Vinyl is an underground film, one of Andy Warhol’s works, loosely inspired by the novel A Clockwork Orange. Poet and artist Gerard Malanga plays “Victor” (the name changed from the original “Alex”), a juvenile delinquent subjected to an experimental treatment involving negative conditioning to reform him. That’s still the plot.
But the staging is….puzzling. Save for one very slow pullback right at the film’s start, the camera does not move at all. In lieu of credits, Andy Warhol reads the cast list from offscreen, and does so about five minutes after the film has already started. The sound quality is practically nonexistent. The video is too murky to see any action in the background. Edie Sedgewick sits on a trunk to the right of the frame for the entire film, just sort of….watching. Another extra watches from the left for a good part of the film, but then suddenly has a laughing fit and leaves. The bulk of Victor’s delinquency seems to be a sequence where he does nothing but dance wildly to the song “Nowhere To Run” by Martha and the Vandellas – twice in a row.

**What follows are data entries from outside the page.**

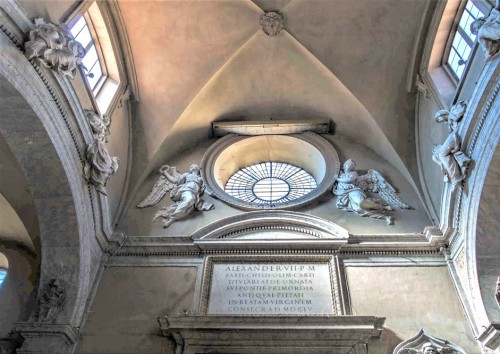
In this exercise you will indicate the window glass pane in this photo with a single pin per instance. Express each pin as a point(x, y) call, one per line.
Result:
point(3, 274)
point(270, 183)
point(84, 37)
point(78, 26)
point(97, 71)
point(90, 58)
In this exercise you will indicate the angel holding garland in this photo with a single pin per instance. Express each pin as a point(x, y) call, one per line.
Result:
point(351, 191)
point(185, 191)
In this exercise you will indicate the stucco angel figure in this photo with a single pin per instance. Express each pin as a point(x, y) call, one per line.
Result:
point(453, 162)
point(99, 165)
point(54, 47)
point(185, 191)
point(488, 31)
point(429, 348)
point(351, 190)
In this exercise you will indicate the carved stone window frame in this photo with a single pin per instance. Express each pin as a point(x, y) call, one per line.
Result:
point(108, 91)
point(327, 151)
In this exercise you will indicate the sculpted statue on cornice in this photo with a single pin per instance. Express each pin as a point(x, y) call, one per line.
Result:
point(99, 165)
point(497, 292)
point(424, 343)
point(352, 193)
point(453, 162)
point(185, 191)
point(54, 47)
point(51, 301)
point(487, 30)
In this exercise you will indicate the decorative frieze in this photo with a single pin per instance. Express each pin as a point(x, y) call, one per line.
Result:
point(99, 164)
point(54, 47)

It just doesn’t look very much like what I would recognize as a film, in short. It looks more like Warhol simply told people what to do, and then only moments later turned a camera on and filmed it and then called it good. There are apparently a couple people in the dim background watching the scene who didn’t even know Warhol was filming what they were seeing, or that they would themselves be in his movie.
Now, this kind of thing can be a step on the way to an amateur becoming a filmmaker. You’re getting used to the camera, you haven’t learned that staging or lighting or blocking or sound are things yet. You also only have your friends and family to cast from and you haven’t really figured out how to coax a good performance from people yet. You’re still in the heady state of the excitement of just having a camera. But – you don’t necessarily show those works to anyone aside from family or friends. Or if you do, you don’t keep showing it. And people don’t consider it one of your finished films and keep circulating it. But somehow this…was.
So I’m honestly not clear why this is being held up as a pivotal work of underground cinema. A part of me wonders whether Warhol was messing with cinematic conventions at all – did films “need” to have credits? Or camera movement? Did the action have to follow a plot? Did we need to shoo away people watching in the background, or could we still let people watch to emphasize this was just pretend? Who says you can’t simply turn your camera on and let things happen? …But Warhol’s other films, as I understand, have more of an intent to them – KIss was made up entirely of 3-minute sequences of different couples kissing, Chelsea Girls was a documentary about the various women living in the Chelsea Hotel, Sleep was nothing but a real-time film of a man sleeping, Empire was a slow-motion film of the sun setting over the Empire State Building. For this, I’m not as convinced there was an intent.
So…yeah, I’m not sure it was the jet lag that was confusing me here.